Sunday, June 8, 2014

Setting California Adrift


Dear Reader,

For those of you who wonder how I come up with some of these blog topics, well, today's blog is a good illustration of what flows from this twisted brain.  This particular blog has been bouncing around my brain for about two weeks.  It was driven by three things.  First, I was rummaging through some of my old books out in the garage and came across a novel called "Last Days of The Late Great State of California".  Written in the 60's by a fellow named Curt Gentry, I had read it with a bit of fascination at the time it was published.  The novel speculates on the consequences of having the San Andreas fault doing a once in a millennium grade eruption and sending a good size slice of California into the Pacific.

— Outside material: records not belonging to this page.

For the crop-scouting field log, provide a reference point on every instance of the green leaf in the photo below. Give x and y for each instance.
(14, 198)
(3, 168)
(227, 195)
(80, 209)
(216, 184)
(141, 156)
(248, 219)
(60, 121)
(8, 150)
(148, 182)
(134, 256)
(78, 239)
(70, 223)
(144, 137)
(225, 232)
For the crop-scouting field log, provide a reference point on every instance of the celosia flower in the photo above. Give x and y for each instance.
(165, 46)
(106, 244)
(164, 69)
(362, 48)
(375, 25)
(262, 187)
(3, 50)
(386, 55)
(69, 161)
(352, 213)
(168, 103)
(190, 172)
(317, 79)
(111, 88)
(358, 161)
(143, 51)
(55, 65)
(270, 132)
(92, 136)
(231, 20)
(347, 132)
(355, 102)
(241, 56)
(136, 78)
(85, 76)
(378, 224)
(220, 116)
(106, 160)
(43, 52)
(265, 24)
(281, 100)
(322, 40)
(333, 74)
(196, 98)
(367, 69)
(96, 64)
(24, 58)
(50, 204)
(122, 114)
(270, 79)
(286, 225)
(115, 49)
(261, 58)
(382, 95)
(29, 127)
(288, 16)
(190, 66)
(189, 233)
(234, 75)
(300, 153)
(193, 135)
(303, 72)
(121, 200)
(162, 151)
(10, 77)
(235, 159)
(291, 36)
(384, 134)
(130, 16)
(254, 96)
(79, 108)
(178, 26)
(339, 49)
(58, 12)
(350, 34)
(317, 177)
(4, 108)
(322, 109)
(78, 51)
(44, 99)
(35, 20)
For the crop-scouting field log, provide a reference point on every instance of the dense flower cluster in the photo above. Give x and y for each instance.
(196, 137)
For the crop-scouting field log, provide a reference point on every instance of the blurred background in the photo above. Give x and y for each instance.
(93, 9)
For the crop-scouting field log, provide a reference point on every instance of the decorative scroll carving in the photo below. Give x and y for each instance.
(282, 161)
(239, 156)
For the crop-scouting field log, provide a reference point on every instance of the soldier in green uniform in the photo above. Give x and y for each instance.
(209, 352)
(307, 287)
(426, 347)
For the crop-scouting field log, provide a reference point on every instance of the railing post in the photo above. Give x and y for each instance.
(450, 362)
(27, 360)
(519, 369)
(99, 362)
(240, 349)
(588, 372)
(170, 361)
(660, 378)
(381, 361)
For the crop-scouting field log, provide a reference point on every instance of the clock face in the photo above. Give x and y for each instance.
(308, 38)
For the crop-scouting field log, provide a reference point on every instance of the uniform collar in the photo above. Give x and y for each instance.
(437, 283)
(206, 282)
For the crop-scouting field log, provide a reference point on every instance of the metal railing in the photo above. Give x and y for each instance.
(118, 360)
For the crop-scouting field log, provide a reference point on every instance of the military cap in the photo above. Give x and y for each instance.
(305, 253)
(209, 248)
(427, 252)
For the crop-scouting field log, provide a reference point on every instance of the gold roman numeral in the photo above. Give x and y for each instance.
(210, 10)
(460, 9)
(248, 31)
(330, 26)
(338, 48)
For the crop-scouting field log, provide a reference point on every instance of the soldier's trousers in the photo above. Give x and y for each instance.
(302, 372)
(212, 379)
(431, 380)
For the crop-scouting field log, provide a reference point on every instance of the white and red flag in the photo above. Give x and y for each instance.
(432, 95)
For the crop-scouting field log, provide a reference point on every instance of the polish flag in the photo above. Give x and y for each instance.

The second "prompt" came about while watching an episode of pawn stars.  Some guy brought in a 15th century era map of the new world...and California was depicted as an island.  Well, I already knew that some extremely lazy Spanish explorer came up the Sea of Cortez and assumed the whole damn state was an island.  So he he drew California as an island and hoped Triple AAA would never find out.  

So these two tidbits were floating around in my brain like so much floss, and I'm minding my own business...just reading the Los Angeles Times online and came across an article that said some of those wacky Sacramento legislators were decrying the San Joaquin Valley's use of water to grow all those fruits and vegetables.   it seems the tree huggers are up in arms about the theory that saturating valley fields alters the valley water table and puts a strain on the San Andreas Fault.  They're afraid that all this farming is going to set off a huge earthquake and send the western part of the state adrift in the Pacific.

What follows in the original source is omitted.